Immer wieder scheint es mir, als wäre die Masse das was an der ganzen Audioelektronik am wenigsten verstanden wird. Das betrifft nicht bloß die Benutzer, von denen man das wohl auch kaum anders erwarten kann, sondern durchaus auch die Hersteller, Händler und Journalisten. Meiner bescheidenen Ansicht nach sind Masseprobleme der Grund Nummer 1 warum eine Anlage schlechter spielt als sie könnte. Die üblichen Verdächtigen des High-End spielen dagegen eine nur sehr untergeordnete Rolle.

Das Problem dabei ist, daß die Symptomatik sogar für viele Fachleute ziemlich undurchsichtig sein kann. Viele der Probleme kommen auch überhaupt erst zutage wenn man mehrere Geräte zusammensteckt, und finden daher weder bei den Messungen des Herstellers, noch bei Zeitschriften-Tests irgendeine Beachtung. Ein- und dasselbe Gerät kann so auf dem Labortisch ein einwandfreies Bild abgeben, und in der Anlage dennoch Probleme machen. Wer weiß, vielleicht ist das ja auch eine der Ursachen dafür daß viele Leute davon reden, man müsse eine Anlage "abstimmen". Wenn eine Anlage ein Masseproblem hat, dann kann beim Austausch einzelner Komponenten sich das Fehlerbild fast beliebig ändern, auch beliebig subtil.

Da die Masse immer verbunden ist, sogar wenn ein Gerät ausgeschaltet ist, hängt im Grunde alles mit allem zusammen, und Dinge können einen Einfluß haben an die kaum jemand denken würde. Umso mehr, je mehr Geräte da zusammengesteckt werden.

Das Problem hat unmittelbar damit zu tun, daß in der Hifi-Technik praktisch durchgehend unsymmetrische Verbindungen verwendet werden. Und die verwendet man vor Allem aus historischen Gründen. Sie sind zwar auch ein bißchen billiger als die symmetrischen Verbindungen, aber das würde einen Umstieg nicht verhindern. Der Hauptgrund dafür warum man bei unsymmetrischen Verbindungen bleibt, ist die Kompatibilität zu bisherigen Geräten. So gut wie alle Geräte haben Cinch-Anschlüsse, und daher wird erwartet daß auch alle neuen Geräte damit ausgerüstet sind. Man ist de facto als Hersteller gezwungen, die problematische Technik beizubehalten.

Eine unsymmetrische Verbindung hat zwei Kontakte, und sie heißt deswegen unsymmetrisch weil diese beiden Kontakte sehr unterschiedliche Rollen spielen. Es gibt einen Kontakt für's Signal, und einen für die Masse. Wenn es mehrere Signale gibt, die zugleich übertragen werden, dann kann man den Masseanschluß für diese Signale auch gemeinsam machen. Das passiert unter Anderem beim Klinkenstecker, z.B. an Kopfhörern, oder beim Mini-Klinkenstecker der bei PC-Soundkarten so verbreitet ist. Auch die alten DIN-Stecker (auch Diodenstecker genannt) haben für alle Signale einen gemeinsamen Masseanschluß.

Die unsymmetrische Übertragung geht davon aus daß alle beteiligten Geräte auf dem gleichen Massepegel liegen, und der Sinn der Masseverbindung ist es, diese Grundbedingung herzustellen. Die Qualität der Signalübertragung hängt davon ab wie gut die Übereinstimmung der Massepegel im konkreten Fall ist, denn jeder Unterschied wirkt als Störung auf das Audiosignal.

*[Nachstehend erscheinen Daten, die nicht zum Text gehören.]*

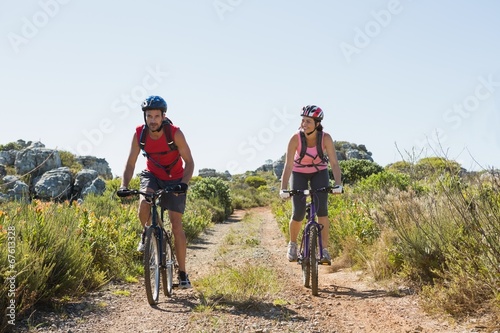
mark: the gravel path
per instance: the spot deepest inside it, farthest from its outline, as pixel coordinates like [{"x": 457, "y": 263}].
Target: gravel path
[{"x": 347, "y": 302}]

Auf den ersten Blick scheint das kein Problem zu sein. Man verbindet die Massen der Geräte per Kabel, damit sind sie auch auf dem gleichen Pegel. Auf einem Schaltplan scheint es ebenso einfach zu sein, da hat man für die Masse ein Symbol, und alle diese Symbole sind als untereinander verbunden zu denken. Die Masse (daher auch der Name) wird als metallener Klumpen betrachtet, der überall einen einheitlichen Spannungspegel hat, und daher auch als Bezugspunkt für die Audiosignale in Frage kommt. Man tut so als wäre jeder Punkt im weitverzweigten Massenetz einer Anlage mit jedem anderen Punkt des Massenetzes austauschbar.

In der Praxis ist es aber nicht immer so. Es gibt diverse mögliche Ursachen dafür daß Ströme in diesem Massenetz kursieren, die nichts mit dem Audiosignal zu tun haben. Und da die Widerstände bzw. Impedanzen in diesem Massenetz nicht gleich Null sind, ergeben sich daraus auch Differenzen in den Massepegeln an verschiedenen Punkten (Ohm'sches Gesetz). Und damit Audiostörungen.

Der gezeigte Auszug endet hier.